文摘11β-hydroxysteroid dehydrogenase type 1 (11β-HSD1) and type 2 (11β-HSD2) are expressed in rat testis, where they regulate the local concentrations of glucocorticoids. Here, we investigated the expression and localization of 11β-HSD in rat testis during postnatal development, and the regulation of these genes by luteinizing hormone (LH) and androgens, mRNA and protein levels were analyzed by quantitative real-time-polymerase chain reaction and western blotting, respectively, in testes collected from rats at postnatal day (PND) 7, 14, 21, 35, and 90, and from rats treated with LH, 7α.methyl-19-nortestosterone (MENT) and testosterone at PND 21 and PND 90. Immunohistochemical staining was used to identify the localization of the 11β-HSD in rat testis at PND 7, 14, and 90. We found that 11β-HSD1 expression was restricted to the interstitial areas, and that its levels increased during rat testis development.

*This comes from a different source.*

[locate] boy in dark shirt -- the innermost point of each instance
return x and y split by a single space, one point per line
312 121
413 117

In contrast, whereas 11β-HSD2 was expressed in both the interstitial areas and seminiferous tubules at PND 7, it was present only in the interstitial areas at PND 90, and its levels declined during testicular development. Moreover, 11β-HSD1 mRNA was induced by LH in both the PND 21 and 90 testes and by MENT at PND 21, whereas 11β-HSD2 mRNA was induced by testosterone and MENT in the PND 21 testis and by LH in the PND 90 testis. In conclusion, our study indicates that the 11β-HSD1 and 11β-HSD2 genes have distinct patterns of spatiotemporal expression and hormonal regulation during postnatal development of the rat testis.